Wednesday, August 17, 2011

Grant me courage

Currently I just feel so lazy. Don't feel like motivated to do anything. What also I don't feel like doing... I just hope I can have a LONG LONG holiday. Unfortunately, it was just a DREAM. It's time to wake up... Reality is always cruel. Sigh... T_T~

By the way, can see that my mood is now becoming better and better. Yes, it really do. It has been a terribly mood I had since last few month. And now, I'm in the recovery stage. Around 70% I guess?

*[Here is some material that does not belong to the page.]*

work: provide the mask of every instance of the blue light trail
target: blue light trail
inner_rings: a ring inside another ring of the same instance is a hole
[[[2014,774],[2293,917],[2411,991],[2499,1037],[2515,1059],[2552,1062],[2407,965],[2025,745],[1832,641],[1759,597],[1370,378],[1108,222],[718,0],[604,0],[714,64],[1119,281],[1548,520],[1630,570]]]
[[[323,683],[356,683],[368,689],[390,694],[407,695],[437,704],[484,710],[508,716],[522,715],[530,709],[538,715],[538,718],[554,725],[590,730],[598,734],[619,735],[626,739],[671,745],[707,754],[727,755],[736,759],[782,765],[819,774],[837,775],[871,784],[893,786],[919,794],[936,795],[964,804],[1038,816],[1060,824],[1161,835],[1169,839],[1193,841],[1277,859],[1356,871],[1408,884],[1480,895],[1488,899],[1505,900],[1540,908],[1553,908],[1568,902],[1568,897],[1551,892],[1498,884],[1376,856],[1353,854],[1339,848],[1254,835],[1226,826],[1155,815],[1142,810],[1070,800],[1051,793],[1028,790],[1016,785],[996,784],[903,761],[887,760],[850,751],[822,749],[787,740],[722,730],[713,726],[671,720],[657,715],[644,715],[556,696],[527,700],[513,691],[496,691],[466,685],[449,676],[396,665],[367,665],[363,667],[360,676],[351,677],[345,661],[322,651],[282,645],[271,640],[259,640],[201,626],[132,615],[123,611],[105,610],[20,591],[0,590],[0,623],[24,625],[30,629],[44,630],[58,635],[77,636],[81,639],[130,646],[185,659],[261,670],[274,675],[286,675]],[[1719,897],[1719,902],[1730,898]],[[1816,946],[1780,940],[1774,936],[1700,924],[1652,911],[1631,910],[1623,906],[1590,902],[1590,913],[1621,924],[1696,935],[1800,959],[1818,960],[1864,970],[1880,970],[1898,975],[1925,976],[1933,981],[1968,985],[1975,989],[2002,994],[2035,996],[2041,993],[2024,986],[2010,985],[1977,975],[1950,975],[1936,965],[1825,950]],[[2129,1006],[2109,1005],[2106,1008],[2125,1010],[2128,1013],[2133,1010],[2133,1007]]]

It's middle of August. Assignments are now coming to find me SOON. My confident level are very low. I just got no confident at all that I can do well in this semester. Seriously, I don't feel it at all. Well, perhaps, I doesn't do well before. =(

I always told myself, if I think I can, I can! A simple sentence but does it really work well on me, it's all depends on me. Even how much effort I put into it, I still don't get what I want. Or perhaps, is it my requirements set too high? Or it was my own problem? =(

Sometimes, I don't even understand myself. I don't know what I want. I don't know what to do. I seem to be LOST somewhere else now. I always told myself, nothing gonna beat me down. Even how hard the problem was, at last I still can fixed it.


P/S: I hope this time was not exceptional too. I do hope I can do it as well.

Dear lord, do lead me the way YOU do want me to do so. And I will always follow YOUR steps. Amen.

 Dear lord, please grant me courage.
Please lead me the way and I will always follow your way.